The second course, Data Governance for the Healthcare Industry, followed naturally. Data governance looks very different in healthcare. It’s not just about access and control; it’s about privacy, compliance and trust. So it made sense to build something specific for that world.
What kinds of data do you work with?
Mostly structured data that live in tables, like patient demographics, outcomes and claims. I usually pull from warehouses or multiple datasets and model them around a specific question.
The type of data changes with the problem: sometimes it’s preventive care, sometimes cost trends, sometimes operational performance. Every dataset has its own story.
And how does that tie back to the business?
My work connects directly to how we measure and improve patient outcomes. It is all about delivering better care while using resources wisely.
For example, if we can identify patients who are at high risk of hospital readmission, we can help care teams intervene earlier.

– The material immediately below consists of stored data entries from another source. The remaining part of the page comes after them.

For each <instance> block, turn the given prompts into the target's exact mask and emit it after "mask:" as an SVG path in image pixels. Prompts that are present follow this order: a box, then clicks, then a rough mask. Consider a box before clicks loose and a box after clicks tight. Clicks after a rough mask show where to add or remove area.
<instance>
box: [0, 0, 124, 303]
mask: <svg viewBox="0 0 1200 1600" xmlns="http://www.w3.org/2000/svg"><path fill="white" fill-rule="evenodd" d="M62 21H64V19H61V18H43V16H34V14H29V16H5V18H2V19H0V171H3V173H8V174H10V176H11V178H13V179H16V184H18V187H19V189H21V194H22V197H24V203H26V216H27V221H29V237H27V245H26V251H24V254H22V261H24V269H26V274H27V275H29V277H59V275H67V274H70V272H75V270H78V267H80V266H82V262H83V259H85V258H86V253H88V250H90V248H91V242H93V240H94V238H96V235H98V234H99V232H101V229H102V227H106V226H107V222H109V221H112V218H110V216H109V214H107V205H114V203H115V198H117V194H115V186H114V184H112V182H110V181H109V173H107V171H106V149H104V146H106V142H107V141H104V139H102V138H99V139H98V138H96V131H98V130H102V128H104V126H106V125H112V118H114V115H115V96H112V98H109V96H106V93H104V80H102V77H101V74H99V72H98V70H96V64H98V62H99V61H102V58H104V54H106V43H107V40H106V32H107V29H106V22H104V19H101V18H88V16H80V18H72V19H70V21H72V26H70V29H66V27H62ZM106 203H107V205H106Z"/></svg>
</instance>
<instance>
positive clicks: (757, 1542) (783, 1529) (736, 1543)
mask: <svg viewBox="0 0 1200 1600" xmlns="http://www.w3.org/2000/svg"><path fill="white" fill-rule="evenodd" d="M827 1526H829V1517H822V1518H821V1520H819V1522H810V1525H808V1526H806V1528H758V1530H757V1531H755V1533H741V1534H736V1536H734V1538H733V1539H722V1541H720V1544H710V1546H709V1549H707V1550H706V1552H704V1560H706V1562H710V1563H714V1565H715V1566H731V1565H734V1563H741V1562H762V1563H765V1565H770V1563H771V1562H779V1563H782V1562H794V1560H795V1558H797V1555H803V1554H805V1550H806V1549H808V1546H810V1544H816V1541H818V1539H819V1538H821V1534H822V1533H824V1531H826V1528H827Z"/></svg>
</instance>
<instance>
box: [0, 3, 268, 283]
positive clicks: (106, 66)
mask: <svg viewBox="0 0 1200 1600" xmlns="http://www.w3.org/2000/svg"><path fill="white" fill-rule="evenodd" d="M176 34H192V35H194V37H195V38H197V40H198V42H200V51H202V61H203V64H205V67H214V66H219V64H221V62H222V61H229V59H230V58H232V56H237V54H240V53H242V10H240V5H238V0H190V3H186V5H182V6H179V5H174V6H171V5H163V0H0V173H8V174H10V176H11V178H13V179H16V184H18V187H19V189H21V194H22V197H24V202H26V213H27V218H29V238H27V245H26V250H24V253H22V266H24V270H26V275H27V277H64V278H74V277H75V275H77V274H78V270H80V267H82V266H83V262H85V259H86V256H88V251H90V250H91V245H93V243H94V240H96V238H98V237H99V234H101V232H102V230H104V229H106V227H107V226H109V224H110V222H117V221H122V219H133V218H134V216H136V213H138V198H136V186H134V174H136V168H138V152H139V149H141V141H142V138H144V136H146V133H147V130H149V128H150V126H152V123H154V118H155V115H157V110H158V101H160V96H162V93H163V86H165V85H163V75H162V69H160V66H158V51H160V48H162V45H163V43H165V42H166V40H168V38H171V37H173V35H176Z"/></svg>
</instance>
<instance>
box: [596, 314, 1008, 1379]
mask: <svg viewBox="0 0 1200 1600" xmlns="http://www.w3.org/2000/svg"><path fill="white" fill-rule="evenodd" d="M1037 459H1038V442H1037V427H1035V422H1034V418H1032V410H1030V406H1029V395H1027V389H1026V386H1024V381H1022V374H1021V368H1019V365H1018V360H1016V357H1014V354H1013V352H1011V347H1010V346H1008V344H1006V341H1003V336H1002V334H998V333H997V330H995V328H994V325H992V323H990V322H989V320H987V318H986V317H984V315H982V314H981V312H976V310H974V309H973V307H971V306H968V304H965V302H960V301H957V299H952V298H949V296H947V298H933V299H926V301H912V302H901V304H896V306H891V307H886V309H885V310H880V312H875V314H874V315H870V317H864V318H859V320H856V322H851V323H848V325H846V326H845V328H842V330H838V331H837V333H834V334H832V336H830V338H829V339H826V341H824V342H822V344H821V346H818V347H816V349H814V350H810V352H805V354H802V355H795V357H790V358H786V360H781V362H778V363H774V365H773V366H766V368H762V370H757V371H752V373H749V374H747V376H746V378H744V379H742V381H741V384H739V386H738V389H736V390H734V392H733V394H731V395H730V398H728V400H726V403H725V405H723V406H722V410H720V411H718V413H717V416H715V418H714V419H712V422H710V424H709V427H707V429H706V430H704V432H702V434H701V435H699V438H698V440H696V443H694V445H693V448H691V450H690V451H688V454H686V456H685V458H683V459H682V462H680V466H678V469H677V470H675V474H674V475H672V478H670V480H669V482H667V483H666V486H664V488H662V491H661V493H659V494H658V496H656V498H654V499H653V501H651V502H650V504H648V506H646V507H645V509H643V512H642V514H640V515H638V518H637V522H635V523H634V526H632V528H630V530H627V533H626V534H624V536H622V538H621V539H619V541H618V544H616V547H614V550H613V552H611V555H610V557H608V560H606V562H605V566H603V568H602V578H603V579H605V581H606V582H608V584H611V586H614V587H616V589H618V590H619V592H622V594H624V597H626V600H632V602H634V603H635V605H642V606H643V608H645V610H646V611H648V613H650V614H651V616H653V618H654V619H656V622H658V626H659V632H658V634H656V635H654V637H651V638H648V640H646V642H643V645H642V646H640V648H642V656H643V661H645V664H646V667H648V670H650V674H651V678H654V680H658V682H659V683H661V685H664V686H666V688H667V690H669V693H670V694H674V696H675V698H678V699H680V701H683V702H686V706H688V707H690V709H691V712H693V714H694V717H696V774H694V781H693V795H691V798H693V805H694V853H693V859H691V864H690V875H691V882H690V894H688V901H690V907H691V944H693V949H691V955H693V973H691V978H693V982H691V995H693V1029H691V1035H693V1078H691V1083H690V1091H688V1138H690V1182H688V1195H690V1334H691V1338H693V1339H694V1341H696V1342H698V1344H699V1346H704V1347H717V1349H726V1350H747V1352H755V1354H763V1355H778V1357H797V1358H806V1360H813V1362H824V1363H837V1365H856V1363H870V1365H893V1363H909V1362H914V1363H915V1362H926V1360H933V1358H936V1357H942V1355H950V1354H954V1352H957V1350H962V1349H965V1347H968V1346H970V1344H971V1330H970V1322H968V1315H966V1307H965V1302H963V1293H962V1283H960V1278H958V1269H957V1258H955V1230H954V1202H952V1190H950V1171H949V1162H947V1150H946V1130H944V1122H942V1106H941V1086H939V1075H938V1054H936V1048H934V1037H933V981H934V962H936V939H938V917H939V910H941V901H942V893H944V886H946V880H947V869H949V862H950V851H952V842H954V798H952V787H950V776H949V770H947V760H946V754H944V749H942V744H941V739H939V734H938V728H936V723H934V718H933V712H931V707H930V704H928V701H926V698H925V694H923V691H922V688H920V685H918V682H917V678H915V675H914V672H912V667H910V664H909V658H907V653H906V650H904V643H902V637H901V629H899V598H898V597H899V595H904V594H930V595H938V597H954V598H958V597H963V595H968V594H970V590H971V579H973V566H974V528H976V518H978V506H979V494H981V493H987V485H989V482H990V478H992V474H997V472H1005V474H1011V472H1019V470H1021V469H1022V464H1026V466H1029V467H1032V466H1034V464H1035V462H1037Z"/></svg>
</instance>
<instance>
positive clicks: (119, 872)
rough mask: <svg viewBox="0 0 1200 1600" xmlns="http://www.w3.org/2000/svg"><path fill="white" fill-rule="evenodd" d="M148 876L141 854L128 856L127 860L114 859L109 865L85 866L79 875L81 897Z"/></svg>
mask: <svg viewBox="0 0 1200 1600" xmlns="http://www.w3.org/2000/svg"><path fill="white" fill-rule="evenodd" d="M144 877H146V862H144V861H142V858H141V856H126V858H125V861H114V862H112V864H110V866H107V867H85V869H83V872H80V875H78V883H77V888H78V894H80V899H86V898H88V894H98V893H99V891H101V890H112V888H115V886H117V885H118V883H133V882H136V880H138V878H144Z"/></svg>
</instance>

So the data work might look technical but the goal is always practical: to help healthcare teams make smarter decisions that benefit both patients and the organization.
You’ve worked with healthcare data for a while. What’s unique about it?
Everything in healthcare is connected and that’s what makes it both fascinating and complex. You’re not just analyzing transactions; you’re analyzing people’s lives.
The data is incredibly sensitive, and the stakes are high. Small errors can have real-world consequences. On top of that, healthcare data lives in silos. You have data in Electronic Health Records, labs, and claims and those systems don’t always talk nicely to each other.
But when you get it right and you see data actually improving care, it’s incredibly rewarding.
What’s in your tech stack?
SQL is my main language. I also use Python for data wrangling, some Python libraries for visualization, and DuckDB for managing local data workflows.
Most of my day-to-day happens inside SQL, but I’ll switch to Python when I need more flexibility or automation.
Languages: SQL, Python
Database: DuckDB
What’s a common misunderstanding about data analysis?
That it’s all coding and dashboards. Some days I don’t write a single line of code.
The truth is, tools are just a small part of it. The real skill lies in thinking like an analyst, by asking the right questions, interpreting results and connecting the data back to real-world context.
You can have the perfect SQL queries but if you’re answering the wrong question, it doesn’t matter.
One thing you wish you knew earlier about data analysis?
That you don’t need to master every tool before you start. I wasted time thinking I had to know everything first. In reality, curiosity and communication take you much further than tool mastery.
Don’t get me wrong: you still need to know how to use the tools, since they are a means to an end. You’ll learn more about it as you go. If you can think critically and tell a clear story with data, you’re already ahead.
Any spicy takes?
Not every dataset needs to be big to be useful. Some of the best insights come from small, well-understood data.
And analysts should spend less time chasing shiny new tools and more time sharpening their questions and thinking skills. Tools change fast but good thinking doesn’t.
Not every dataset needs to be big to be useful. Some of the best insights come from small, well-understood data.